Week-long Pakistan court proceedings boycott after bombing

Pakistan’s Supreme Court Bar Association also vowed to prepare a long-term plan of action after terrorists targeted lawyers at a protest.

Lawyers in Pakistan set a week-long boycott of court proceedings to mourn and protest the most devastating terrorist attack specifically targeting lawyers.
 
In a report by the BBC, the country’s Supreme Court Bar Association (SCBA) and the Pakistan Bar Council (PBC) are quoted saying their members are expected to shun proceedings and mourn for a week.
 
The attack has reaped condemnation from lawyers worldwide, including from the Law Council of Australia.
 
A suicide bomber attacked on Monday while in a crowd of lawyers who gathered to mourn the shooting death earlier that day of Balochistan Bar Association president Bilal Anwar Kasi.
 
The attack which happened at the Sandeman Civil Hospital of Quetta, the Balochistan province capital, left at least 70 people killed and more than 100 injured.
 
In an interview with the BBC, Shah Mohammad, an official of the local bar association who was at the gathering when the bomb went off, said that he saw what “seemed to be hundreds” of bodies lying over each other as he ran after the blast.
 
“Some of the bodies were burning, some were torn to pieces.
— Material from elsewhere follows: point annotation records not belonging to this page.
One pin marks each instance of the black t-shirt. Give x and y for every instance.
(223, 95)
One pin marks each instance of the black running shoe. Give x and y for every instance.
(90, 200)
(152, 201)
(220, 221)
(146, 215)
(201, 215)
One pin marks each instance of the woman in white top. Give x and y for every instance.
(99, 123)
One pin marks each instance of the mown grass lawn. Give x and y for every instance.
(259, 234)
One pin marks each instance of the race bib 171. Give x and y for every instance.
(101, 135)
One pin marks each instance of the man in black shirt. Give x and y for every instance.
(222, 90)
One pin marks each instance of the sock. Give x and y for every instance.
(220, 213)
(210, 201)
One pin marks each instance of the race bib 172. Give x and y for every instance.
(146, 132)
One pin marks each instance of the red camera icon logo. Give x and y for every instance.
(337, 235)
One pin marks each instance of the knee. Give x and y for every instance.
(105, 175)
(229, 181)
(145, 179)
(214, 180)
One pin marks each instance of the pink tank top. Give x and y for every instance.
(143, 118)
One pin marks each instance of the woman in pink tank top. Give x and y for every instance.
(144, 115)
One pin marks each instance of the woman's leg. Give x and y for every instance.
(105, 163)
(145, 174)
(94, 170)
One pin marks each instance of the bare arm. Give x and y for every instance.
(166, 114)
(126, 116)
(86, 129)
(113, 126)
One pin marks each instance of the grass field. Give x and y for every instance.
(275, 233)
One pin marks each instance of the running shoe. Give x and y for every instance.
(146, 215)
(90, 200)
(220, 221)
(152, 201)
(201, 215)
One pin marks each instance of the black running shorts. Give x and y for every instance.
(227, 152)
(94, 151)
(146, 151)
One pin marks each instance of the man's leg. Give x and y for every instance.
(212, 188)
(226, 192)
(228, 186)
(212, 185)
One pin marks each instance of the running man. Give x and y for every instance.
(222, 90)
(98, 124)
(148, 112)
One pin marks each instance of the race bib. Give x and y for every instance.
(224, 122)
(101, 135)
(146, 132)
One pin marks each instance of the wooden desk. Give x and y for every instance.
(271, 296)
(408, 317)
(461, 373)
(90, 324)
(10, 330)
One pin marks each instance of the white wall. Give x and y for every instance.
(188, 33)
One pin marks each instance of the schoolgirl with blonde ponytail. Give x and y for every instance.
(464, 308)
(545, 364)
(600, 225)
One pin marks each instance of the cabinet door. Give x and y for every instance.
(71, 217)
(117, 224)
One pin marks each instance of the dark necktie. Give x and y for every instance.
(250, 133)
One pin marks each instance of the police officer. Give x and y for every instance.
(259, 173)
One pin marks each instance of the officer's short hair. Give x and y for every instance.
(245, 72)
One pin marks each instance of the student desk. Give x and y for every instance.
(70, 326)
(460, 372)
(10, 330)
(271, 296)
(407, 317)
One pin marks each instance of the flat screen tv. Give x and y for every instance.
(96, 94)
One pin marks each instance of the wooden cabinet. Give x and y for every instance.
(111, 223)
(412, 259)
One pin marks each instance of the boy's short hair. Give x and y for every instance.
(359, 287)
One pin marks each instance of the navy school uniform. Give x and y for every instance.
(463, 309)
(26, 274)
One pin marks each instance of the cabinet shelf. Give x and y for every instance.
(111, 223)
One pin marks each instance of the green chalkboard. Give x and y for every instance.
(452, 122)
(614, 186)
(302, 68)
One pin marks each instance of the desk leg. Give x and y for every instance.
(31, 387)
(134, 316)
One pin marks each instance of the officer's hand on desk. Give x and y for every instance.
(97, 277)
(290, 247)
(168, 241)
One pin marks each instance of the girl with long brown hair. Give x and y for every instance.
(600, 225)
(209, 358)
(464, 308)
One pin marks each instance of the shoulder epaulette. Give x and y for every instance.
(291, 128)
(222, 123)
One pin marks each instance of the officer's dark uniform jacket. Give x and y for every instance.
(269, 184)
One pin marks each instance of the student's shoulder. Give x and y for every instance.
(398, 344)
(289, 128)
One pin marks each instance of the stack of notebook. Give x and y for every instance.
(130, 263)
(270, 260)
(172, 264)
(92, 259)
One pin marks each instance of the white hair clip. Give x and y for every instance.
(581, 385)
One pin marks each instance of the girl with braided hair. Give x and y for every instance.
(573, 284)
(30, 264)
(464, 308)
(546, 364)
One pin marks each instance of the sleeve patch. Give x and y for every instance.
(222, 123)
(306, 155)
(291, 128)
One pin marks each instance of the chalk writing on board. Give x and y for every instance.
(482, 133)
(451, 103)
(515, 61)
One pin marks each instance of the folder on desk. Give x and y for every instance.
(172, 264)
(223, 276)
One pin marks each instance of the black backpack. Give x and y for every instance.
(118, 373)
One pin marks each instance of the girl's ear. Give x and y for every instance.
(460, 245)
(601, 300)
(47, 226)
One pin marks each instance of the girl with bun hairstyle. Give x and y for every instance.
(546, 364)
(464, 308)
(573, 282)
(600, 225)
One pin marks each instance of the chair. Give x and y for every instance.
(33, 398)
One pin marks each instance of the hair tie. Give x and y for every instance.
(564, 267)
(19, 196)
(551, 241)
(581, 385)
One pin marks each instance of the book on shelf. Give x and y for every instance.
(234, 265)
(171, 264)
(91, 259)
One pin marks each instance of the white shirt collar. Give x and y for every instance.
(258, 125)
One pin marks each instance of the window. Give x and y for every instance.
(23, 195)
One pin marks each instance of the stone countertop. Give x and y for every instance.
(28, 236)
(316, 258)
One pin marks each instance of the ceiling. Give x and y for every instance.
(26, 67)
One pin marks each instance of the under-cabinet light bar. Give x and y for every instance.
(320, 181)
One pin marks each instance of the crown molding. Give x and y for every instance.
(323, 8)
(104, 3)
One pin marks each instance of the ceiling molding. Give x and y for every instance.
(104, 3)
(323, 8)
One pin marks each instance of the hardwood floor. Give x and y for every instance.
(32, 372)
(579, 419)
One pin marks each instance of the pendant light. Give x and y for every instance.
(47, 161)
Many of them had been my lifelong colleagues,” the lawyer recalled of the hideous attack.
 
“We have been targeted because we always raise our voice for people’s rights and for democracy,” said Ali Zafar, SCBA president.
 
“Lawyers will not just protest the attach, but also prepare a long-term plan of action,” he is quoted by the BBC.
 
According to The New York Times, Jamaat-ul-Ahrar which split from the Pakistani Taliban two years ago claimed responsibility for the bombing.
 
The group, which has expressed support for ISIS, also claimed responsibility for this year’s Easter bombing of a park in Lahore, Pakistan which killed at least 75 people, mostly women and children.